Masumiyetlerini kanıtlamak için başarısız soygun sırasında gerçekte ne olduğunu ve kaybolan değerli sanat eserlerinin nereye gittiğini keşfetmeleri gerekir. James Patterson, entrika, aksiyon ve hızlı tempolu romanıyla neden Amerika'nın önde gelen gerilim yazarlarından biri olduğunu bir kez daha gösteriyor.

zulüm gördü

Koş, Rose, koş

Country Süperstarı Dolly Parton ve Çok Satan Yazar James Patterson Dört El Yazımı için Birleşiyor Koş Rose, koş. Bu birleşmeden, anlatılan ortamın her zaman arzu edilen sinerjisi ve onu anlatabilme yeteneği ortaya çıkar. Dolly müzik dünyası hakkında çok şey biliyor... En rahatsız edici arka ışığı yaratmak için ışıklar ve gölgeler hakkındaki bu bilgiden yararlanmak James'e kalmış.

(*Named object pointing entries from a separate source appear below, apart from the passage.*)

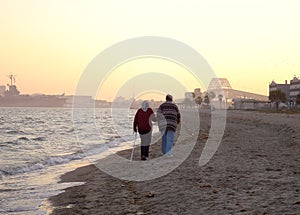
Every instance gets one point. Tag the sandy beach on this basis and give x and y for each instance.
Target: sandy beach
(256, 170)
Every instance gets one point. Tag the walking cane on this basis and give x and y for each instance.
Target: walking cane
(133, 147)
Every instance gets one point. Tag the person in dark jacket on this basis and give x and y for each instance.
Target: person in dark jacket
(168, 117)
(143, 124)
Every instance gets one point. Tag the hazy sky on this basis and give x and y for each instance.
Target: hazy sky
(47, 44)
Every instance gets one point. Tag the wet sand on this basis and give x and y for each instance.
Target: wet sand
(256, 170)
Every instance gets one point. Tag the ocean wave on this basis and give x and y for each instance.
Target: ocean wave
(39, 138)
(47, 162)
(15, 132)
(53, 160)
(23, 138)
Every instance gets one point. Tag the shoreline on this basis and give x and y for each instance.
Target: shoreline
(255, 171)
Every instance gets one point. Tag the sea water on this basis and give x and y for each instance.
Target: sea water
(37, 145)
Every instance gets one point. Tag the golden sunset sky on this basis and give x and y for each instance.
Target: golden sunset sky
(47, 44)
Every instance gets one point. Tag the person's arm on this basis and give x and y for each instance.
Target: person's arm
(152, 116)
(135, 122)
(178, 116)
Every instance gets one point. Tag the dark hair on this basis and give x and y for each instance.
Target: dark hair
(169, 98)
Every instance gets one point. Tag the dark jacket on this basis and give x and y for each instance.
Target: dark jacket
(142, 121)
(168, 116)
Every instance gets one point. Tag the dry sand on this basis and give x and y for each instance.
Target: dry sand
(256, 170)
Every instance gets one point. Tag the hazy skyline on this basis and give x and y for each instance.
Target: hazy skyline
(48, 44)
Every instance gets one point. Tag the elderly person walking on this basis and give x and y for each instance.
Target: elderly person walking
(143, 124)
(168, 117)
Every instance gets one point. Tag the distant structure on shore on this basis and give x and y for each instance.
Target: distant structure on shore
(221, 95)
(291, 90)
(12, 97)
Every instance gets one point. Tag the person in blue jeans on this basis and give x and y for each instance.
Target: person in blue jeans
(168, 117)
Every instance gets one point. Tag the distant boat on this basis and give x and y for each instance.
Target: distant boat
(13, 98)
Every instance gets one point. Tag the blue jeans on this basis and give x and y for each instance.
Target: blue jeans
(167, 141)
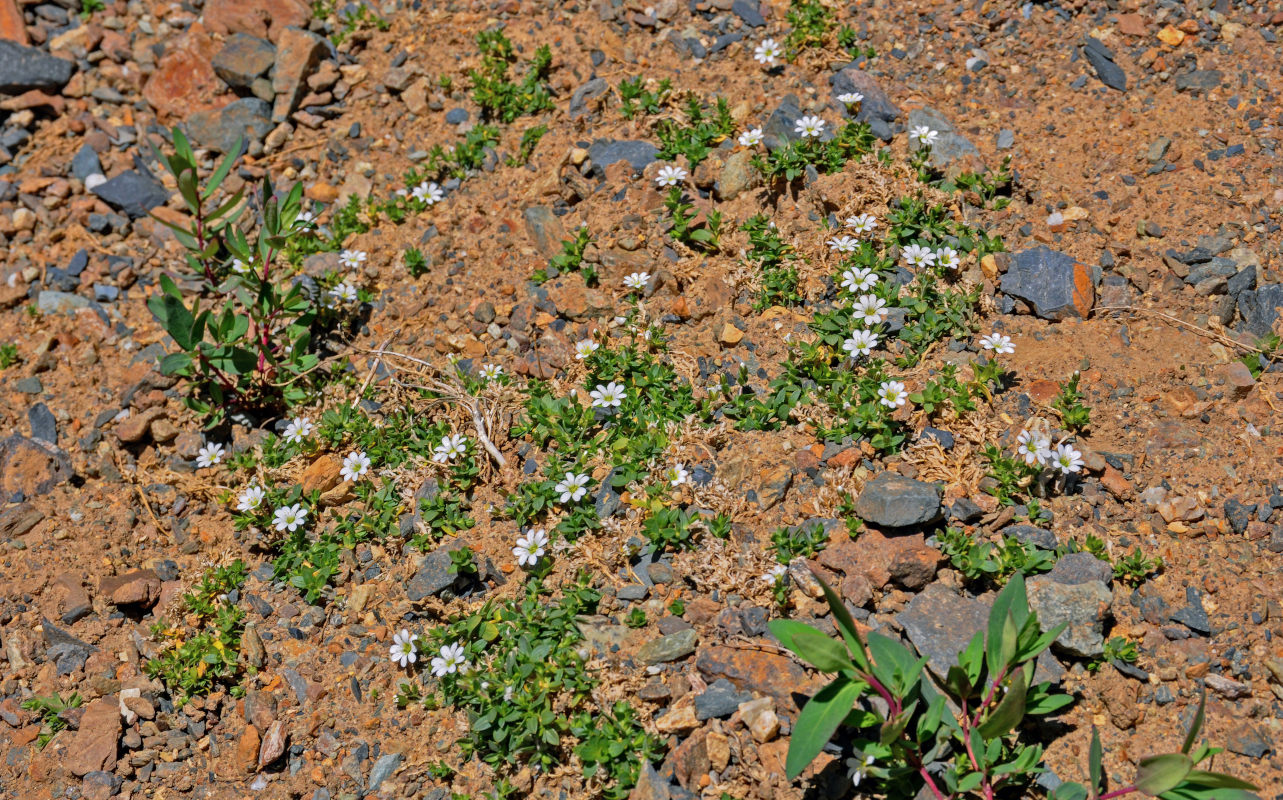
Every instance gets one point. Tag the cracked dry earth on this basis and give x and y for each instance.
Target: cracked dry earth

Hayatta kalmak ve ona pek çok baş ağrısı getiren başarıya ulaşmak için elinden geleni yapan genç bir şarkıcı ve söz yazarının başrolde olduğu bir gerilim filmi. 

Riskler ve arzularla dolu aceleci bir hikaye. Geride bıraktığı zorlu hayatı anlatan, gelecek vaat eden bir müzisyen. Ve kaçıyor. Kaderine sahip çıkmak için Nashville'e gelir. Ve Nashville'de kaçtığı karanlık onu bulabilir. Ve onu yok et.

Koş, Rose, koş
5 / 5 - (6 oy)

Yorum yapın

Bu site spam'i azaltmak için Akismet'i kullanıyor. Yorum verilerinizin nasıl işlendiğini öğrenin.